The venkatakrishnan, mlp, and mlp_pw limiters utilize something called the Venkatakrishnan limiting function. This is a simple algebraic quantity that controls the sensitivity of the limiter. It has a parameter that can be set to tune the sensitivity of the limiters for regions of smooth flows. The run control file variable for setting this parameter is Kl, and an example of its specification is shown below (default shown).

Kl: 1.0

A rule of thumb for this variable is that if a limiter seems to be limiting the flow field in smooth regions and causing disturbances in the smooth field, to try and increase this value. For very larger values of this variable, say greater than 20, this essentially begins to turn off the limiter completely and will result in numerical instability and eventual crashing of the code. The optimal value is often problem-dependent, but the default value is a good starting choice most of the time.
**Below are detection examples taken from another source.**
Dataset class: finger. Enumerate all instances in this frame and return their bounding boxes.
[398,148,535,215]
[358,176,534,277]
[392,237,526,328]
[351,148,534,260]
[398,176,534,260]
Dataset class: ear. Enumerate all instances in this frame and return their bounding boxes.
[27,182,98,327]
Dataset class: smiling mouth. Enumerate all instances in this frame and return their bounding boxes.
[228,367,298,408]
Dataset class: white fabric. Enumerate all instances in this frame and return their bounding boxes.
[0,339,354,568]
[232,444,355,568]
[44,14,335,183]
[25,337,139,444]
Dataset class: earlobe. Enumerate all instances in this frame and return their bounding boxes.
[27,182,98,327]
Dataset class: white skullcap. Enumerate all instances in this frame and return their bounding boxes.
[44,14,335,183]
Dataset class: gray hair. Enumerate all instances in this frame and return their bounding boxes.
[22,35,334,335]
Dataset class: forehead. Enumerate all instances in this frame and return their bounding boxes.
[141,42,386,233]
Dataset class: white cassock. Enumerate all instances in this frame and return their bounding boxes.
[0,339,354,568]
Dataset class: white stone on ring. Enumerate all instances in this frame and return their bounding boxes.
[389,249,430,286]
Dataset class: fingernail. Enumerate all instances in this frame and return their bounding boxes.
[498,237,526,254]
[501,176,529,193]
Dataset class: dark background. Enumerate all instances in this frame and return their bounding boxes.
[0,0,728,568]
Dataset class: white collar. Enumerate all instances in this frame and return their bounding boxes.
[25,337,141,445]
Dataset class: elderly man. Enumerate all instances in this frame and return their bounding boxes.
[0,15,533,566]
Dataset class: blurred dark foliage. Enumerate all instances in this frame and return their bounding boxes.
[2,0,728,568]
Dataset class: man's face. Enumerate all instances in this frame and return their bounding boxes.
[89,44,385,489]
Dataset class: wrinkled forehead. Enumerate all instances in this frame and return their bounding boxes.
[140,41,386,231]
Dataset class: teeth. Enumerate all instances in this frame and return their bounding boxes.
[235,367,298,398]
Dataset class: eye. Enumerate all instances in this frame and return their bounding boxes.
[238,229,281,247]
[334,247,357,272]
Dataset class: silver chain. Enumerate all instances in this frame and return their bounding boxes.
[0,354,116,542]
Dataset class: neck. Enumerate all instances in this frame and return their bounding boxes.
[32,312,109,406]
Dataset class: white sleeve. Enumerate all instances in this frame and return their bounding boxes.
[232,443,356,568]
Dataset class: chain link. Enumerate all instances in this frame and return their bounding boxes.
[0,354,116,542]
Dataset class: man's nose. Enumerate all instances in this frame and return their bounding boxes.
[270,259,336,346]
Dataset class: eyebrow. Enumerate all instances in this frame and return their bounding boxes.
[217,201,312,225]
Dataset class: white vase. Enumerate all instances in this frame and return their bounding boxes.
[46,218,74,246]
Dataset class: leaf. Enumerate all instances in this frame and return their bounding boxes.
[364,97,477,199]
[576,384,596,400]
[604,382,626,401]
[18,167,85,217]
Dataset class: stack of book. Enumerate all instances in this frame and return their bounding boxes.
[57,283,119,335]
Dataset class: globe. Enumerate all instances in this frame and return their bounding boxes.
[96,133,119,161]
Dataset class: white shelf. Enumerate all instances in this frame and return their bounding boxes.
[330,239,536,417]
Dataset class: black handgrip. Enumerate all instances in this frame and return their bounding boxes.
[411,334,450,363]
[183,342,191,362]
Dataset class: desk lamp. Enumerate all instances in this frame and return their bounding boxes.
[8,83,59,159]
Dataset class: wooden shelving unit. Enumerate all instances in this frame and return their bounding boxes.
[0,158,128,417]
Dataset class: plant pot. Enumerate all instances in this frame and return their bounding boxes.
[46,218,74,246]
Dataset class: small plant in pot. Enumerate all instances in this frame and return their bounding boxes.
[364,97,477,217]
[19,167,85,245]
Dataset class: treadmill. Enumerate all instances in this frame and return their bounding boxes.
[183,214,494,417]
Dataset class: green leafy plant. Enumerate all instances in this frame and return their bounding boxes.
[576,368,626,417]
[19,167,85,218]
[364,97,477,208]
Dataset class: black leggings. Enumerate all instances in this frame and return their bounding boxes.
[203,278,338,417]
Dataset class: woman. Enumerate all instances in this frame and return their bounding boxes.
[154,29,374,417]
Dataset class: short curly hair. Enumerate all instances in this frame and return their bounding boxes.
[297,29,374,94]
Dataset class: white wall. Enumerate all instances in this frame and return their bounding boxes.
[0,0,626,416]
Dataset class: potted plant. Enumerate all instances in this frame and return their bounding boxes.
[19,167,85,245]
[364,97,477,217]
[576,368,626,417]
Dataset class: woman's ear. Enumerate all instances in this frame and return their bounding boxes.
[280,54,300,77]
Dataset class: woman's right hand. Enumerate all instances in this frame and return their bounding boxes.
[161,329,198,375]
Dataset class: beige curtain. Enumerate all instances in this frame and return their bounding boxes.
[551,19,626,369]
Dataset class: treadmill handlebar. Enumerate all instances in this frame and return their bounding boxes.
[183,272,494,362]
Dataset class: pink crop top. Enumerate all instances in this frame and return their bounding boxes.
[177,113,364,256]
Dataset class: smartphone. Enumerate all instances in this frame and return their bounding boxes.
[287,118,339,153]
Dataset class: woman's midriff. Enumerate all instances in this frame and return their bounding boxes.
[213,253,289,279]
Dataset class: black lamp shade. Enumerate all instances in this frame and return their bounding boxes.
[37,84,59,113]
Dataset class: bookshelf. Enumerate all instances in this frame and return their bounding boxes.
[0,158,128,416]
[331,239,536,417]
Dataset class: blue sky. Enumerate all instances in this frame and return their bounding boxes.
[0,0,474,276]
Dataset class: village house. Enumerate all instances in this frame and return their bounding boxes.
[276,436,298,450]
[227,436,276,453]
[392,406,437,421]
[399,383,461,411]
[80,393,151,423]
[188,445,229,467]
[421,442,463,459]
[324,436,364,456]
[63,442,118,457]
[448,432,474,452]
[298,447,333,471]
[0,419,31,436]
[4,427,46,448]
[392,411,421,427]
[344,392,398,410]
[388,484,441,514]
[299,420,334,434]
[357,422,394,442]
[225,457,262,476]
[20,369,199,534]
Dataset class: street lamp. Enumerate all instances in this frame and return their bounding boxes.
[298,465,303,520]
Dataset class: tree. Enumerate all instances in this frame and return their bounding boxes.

Limiters available in Stream

Option

Description

Default

venkatakrishnan

Standard Venkatakrishnan limiter

Y

barth

Barth-Jespersen limiter

N

NB

Nodal Barth-Jespersen limiter

N

none

No limiting on any equations

N

mlp

Multi-dimensional limiting process

N

mlp_pw

Multi-dimensional limiting process with pressure-weighting

N

References

[Venk1993]

V. Venkatakrishnan, “On the Accuracy of Limiters and Convergence to Steady-State Solutions,” 31st Aerospace Sciences Meeting, Reno, 1993.

[BaJe1989]

T. Barth and D. Jespersen, “The Design and Application of Upwind Schemes on Unstructured Meshes,” 27th Aerospace Sciences Meeting, Reno, 1989.

[Zhan2018] (1,2)

J. L. B. C. Fan Zhang, “Modified multi-dimensional limiting process with enhanced shock stability on unstructured grids,” Computers & Fluids, vol. 161, pp. 171-188, 2018.